Bredenhof

History

Dutch Republic
- Owner: Dutch East India Company
- Operator: East Indiaman
- Port of registry: Netherlands
- Ordered: Kamer van Hoorn
- Completed: 1746
- In service: 1746
- Out of service: 1753
- Fate: Ran aground

General characteristics
- Displacement: 850 long tons
- Length: 136 ft (41 m)
- Propulsion: Sailing
- Crew: 221–250

= Bredenhof =

Bredenhof was a Dutch East Indiaman transport ship that foundered on a reef 120 mi south of Mozambique and only 13 mi off the African coast, near the Cape of Good Hope, on 6 June 1753. The loss of the Bredenhof on her third voyage to the East Indies was meticulously recorded in the Dutch archives.

== History ==
With a crew composed of about 250 men, the Bredenhof left Rammekens, Zeeland on the morning of 31 December 1752, heading for Ceylon in the Indian Ocean. But due to the weather conditions and the problems on the journey, by the time they arrived at the Cape, six men were dead and nine were very sick. Two weeks after setting sail from the Cape to Ceylon they ran into treacherous waters and the Bredenhof was wrecked on a reef. Captain Jan Nielsen's orders were to throw all the silver bars overboard so that it could not be plundered by any member of the crew, although part of the gold was taken ashore.

=== Cargo ===
Built in Amsterdam in 1746, the Bredenhof measured 41.45 m and had a storage capacity of 850 tons. The cargo consisted of 14 barrels containing a large amount of copper coins, 29 chests of silver ingots and one chest with 5,000 golden ducats including silver bars that were to be set aside and minted into silver rupees in Bengal.
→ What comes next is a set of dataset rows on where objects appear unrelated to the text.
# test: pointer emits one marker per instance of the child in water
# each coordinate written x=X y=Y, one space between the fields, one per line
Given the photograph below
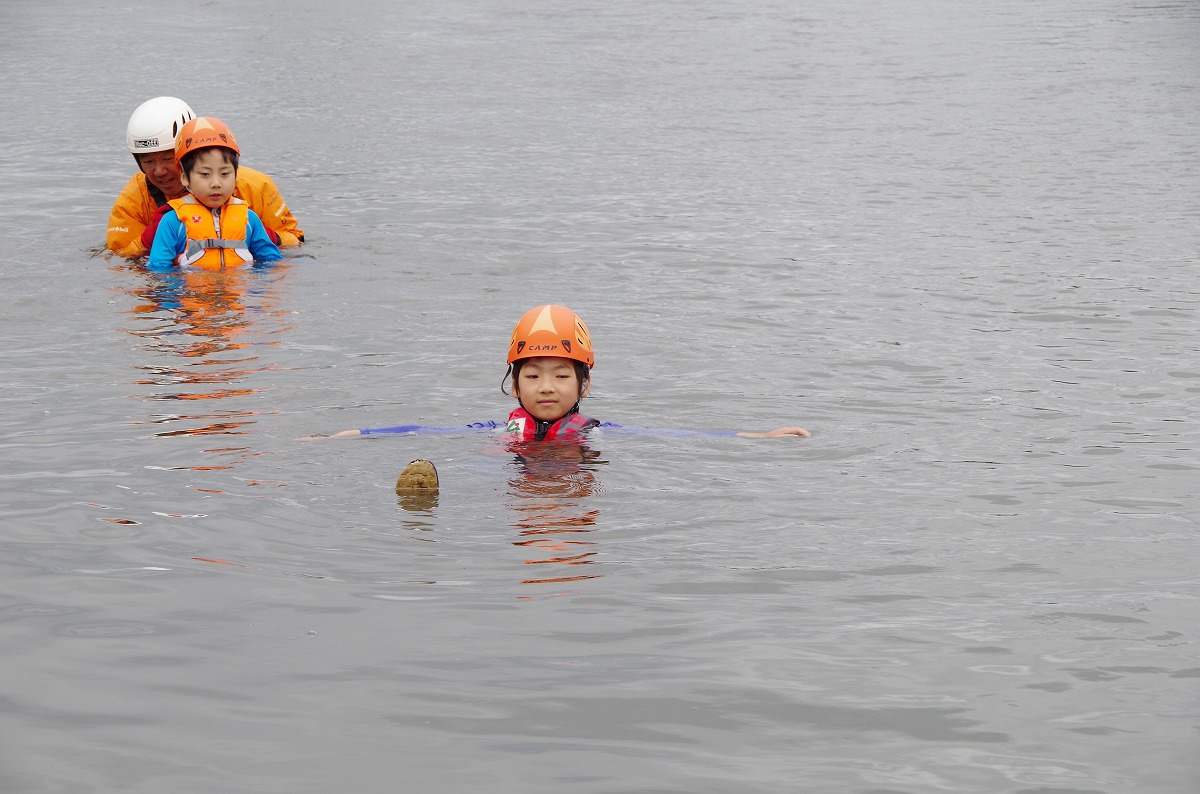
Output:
x=209 y=228
x=550 y=364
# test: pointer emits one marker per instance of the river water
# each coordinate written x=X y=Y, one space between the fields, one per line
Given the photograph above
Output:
x=955 y=240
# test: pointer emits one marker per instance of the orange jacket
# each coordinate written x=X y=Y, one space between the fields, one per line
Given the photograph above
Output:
x=225 y=235
x=135 y=208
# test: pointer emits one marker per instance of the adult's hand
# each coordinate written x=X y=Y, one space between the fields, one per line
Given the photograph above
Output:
x=153 y=227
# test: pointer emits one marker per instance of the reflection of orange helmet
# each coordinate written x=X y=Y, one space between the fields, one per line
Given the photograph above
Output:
x=203 y=132
x=551 y=331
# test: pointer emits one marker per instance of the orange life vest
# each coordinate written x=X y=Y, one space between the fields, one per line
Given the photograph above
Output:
x=215 y=240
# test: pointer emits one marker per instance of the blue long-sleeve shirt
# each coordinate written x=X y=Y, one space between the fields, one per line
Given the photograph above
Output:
x=171 y=240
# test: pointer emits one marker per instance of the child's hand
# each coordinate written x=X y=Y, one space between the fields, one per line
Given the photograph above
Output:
x=780 y=432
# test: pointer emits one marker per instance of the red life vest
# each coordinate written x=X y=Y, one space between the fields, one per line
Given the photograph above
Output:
x=211 y=234
x=569 y=428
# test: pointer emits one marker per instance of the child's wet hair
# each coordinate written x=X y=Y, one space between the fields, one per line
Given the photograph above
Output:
x=189 y=160
x=582 y=372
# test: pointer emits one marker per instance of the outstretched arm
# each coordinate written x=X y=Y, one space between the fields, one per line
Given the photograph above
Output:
x=778 y=433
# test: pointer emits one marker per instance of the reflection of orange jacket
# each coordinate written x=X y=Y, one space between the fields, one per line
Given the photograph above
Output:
x=135 y=208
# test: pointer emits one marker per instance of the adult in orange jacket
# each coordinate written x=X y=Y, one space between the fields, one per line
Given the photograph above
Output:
x=150 y=137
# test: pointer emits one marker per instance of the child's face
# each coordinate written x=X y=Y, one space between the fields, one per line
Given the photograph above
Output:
x=211 y=179
x=547 y=388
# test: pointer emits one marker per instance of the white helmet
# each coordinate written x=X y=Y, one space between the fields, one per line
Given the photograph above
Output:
x=155 y=124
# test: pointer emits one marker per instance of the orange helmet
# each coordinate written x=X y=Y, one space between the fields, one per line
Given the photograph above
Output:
x=551 y=331
x=202 y=132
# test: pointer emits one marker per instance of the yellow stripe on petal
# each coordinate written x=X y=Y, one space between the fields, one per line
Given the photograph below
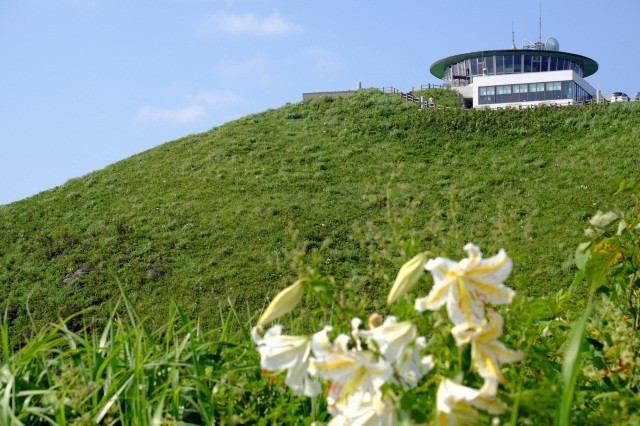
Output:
x=490 y=266
x=498 y=293
x=464 y=300
x=335 y=364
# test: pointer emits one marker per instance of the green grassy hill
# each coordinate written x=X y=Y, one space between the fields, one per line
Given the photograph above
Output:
x=205 y=219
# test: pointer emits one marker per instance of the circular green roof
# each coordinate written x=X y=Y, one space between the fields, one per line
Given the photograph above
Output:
x=589 y=66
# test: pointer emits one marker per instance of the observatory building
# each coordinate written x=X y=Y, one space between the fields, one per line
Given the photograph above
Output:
x=539 y=73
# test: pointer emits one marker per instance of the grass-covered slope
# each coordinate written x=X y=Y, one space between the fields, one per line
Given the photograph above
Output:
x=205 y=218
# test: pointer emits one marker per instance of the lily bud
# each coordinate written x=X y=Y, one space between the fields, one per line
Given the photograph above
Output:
x=283 y=303
x=408 y=275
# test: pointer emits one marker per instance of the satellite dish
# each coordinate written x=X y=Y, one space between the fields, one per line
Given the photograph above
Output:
x=552 y=44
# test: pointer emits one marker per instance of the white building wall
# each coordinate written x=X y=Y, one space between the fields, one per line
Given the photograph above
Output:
x=532 y=77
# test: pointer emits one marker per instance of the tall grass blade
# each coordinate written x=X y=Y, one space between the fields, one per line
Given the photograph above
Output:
x=571 y=368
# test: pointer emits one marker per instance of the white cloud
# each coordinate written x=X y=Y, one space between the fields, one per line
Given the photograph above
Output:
x=198 y=107
x=249 y=23
x=325 y=60
x=254 y=68
x=217 y=98
x=171 y=115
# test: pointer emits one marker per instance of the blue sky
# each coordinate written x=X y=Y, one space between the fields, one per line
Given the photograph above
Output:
x=86 y=83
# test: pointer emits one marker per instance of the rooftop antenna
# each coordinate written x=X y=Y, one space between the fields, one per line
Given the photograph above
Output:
x=540 y=22
x=538 y=45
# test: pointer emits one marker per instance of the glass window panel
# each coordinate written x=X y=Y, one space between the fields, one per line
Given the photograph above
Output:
x=499 y=64
x=535 y=64
x=474 y=66
x=490 y=66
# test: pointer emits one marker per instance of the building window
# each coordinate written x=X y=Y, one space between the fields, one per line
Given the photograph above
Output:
x=503 y=94
x=508 y=64
x=523 y=92
x=486 y=95
x=553 y=90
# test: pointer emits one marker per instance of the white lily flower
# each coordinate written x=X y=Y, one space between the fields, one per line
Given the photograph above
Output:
x=391 y=338
x=361 y=409
x=457 y=404
x=354 y=370
x=399 y=345
x=408 y=276
x=466 y=285
x=291 y=353
x=486 y=351
x=414 y=366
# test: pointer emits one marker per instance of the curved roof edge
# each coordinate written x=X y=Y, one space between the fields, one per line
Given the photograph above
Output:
x=589 y=66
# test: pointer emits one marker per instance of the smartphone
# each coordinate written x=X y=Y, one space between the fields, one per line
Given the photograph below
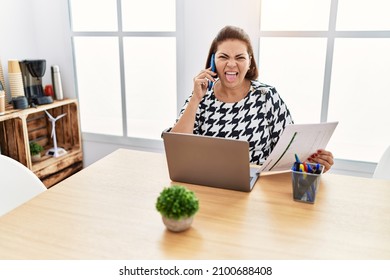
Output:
x=212 y=64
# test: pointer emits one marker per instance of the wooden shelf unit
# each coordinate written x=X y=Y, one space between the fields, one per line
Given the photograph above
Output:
x=19 y=127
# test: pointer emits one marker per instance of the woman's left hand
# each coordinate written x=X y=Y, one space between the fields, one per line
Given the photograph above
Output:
x=322 y=157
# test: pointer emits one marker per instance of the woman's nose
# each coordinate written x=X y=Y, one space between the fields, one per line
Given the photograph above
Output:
x=231 y=62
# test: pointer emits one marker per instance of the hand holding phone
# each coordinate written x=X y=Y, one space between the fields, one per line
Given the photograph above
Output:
x=212 y=64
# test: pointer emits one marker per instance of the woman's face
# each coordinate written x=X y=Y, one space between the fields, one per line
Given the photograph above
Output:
x=232 y=62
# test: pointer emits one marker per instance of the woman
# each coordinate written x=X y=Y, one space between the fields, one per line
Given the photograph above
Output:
x=236 y=105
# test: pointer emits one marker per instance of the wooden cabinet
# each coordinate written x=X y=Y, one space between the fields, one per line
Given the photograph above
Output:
x=19 y=127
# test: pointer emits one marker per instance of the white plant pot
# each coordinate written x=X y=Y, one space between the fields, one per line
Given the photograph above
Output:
x=177 y=225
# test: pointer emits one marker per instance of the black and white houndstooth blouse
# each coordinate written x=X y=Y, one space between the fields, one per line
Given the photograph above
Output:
x=259 y=118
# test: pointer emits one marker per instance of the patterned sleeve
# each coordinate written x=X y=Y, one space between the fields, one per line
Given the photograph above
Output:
x=278 y=115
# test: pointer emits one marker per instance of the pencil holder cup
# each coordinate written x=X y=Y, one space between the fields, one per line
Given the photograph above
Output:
x=305 y=181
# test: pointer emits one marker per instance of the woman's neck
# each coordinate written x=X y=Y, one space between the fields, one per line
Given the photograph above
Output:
x=231 y=95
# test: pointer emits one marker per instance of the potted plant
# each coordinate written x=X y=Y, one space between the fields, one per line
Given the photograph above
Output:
x=177 y=206
x=35 y=151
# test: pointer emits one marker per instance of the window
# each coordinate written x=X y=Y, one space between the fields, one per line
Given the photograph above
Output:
x=330 y=61
x=125 y=66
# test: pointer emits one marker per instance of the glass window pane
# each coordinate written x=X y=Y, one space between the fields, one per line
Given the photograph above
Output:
x=150 y=75
x=99 y=87
x=92 y=15
x=363 y=15
x=284 y=15
x=360 y=98
x=149 y=15
x=295 y=66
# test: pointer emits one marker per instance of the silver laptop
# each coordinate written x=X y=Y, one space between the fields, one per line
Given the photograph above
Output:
x=209 y=161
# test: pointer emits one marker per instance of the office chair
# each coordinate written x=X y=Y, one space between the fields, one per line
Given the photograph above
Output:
x=18 y=184
x=382 y=170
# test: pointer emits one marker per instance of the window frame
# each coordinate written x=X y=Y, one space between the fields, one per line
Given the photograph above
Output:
x=125 y=140
x=341 y=166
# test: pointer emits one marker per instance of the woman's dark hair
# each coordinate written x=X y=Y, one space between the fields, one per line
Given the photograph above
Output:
x=235 y=33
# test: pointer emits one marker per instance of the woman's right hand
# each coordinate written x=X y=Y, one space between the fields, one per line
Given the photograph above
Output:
x=201 y=83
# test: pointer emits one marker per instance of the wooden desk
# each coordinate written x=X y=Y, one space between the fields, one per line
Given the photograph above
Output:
x=107 y=211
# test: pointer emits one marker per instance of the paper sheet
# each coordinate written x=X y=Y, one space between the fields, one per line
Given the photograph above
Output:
x=301 y=139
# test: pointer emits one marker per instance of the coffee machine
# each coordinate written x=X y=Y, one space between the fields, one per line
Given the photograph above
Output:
x=32 y=73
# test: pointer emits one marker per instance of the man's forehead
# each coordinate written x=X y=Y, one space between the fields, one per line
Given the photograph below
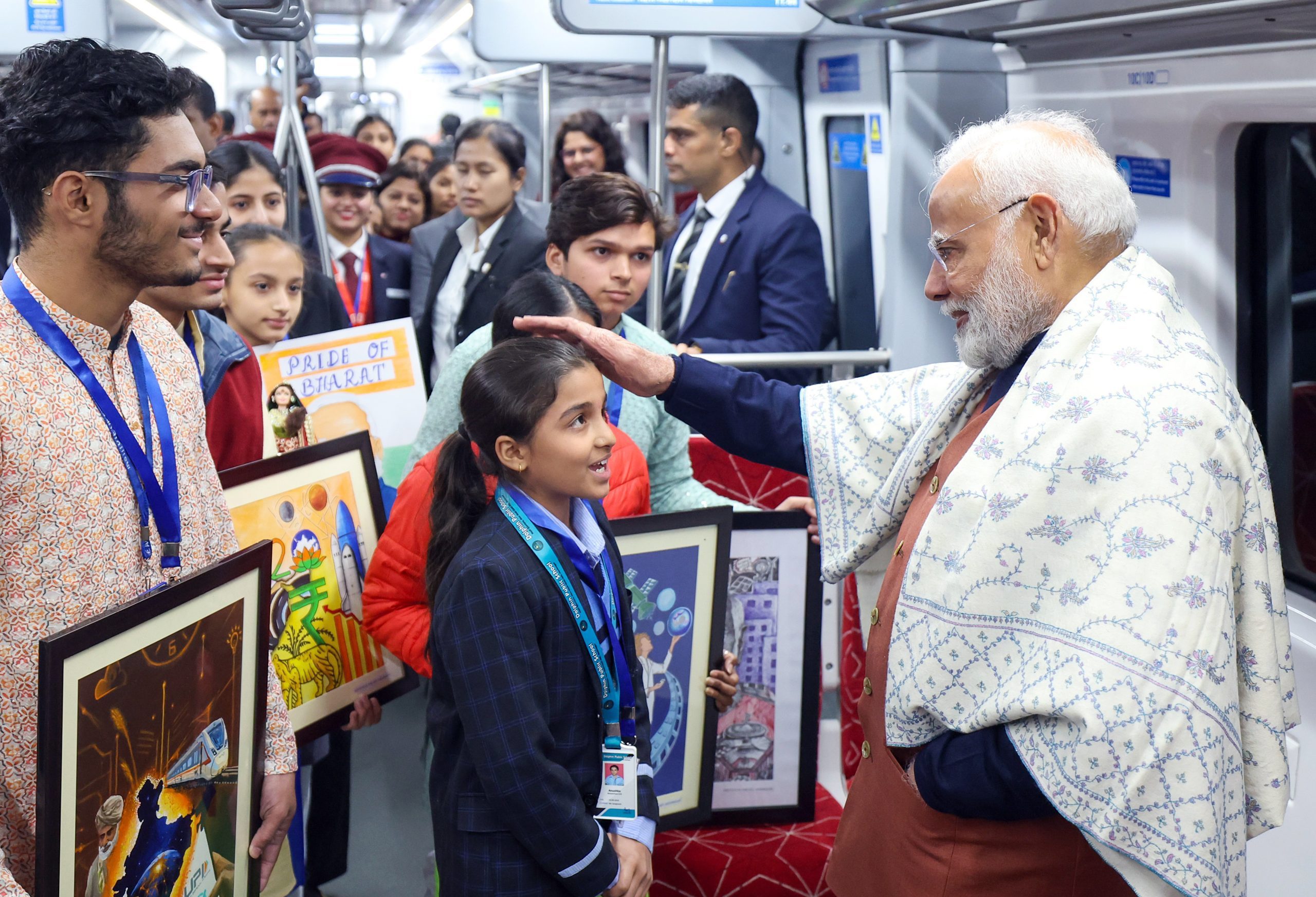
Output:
x=170 y=141
x=685 y=116
x=628 y=237
x=955 y=198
About 200 men formed three separate groups and tried to reach the land in rafts, but only half of them made it. Some got back to the Netherlands in the following year by way of Brazil and Lisbon, but the captain of the ship died on 6 January 1754.

=== Recovery ===
Despite the attempt to recover the silver bars and copper coins in the 1750s, modern divers found the shipwreck off the Silva Shoal in the Mozambique Channel in 1986 and a salvaging company was called in by the South African Government to recover all the gold and silver ingots from the sea bed and transport them to Mozambique, operation which was started on 17 October 2003.

Some of the relevant items salvaged are 15 iron cannons, five anchors, lead rolls and ingots, and some iron bars. A third part of the treasure was sent to South Africa after a long judicial battle which took more than four years and the part which corresponded to the salvaging company was sold at an auction at Christie's Amsterdam in that same year.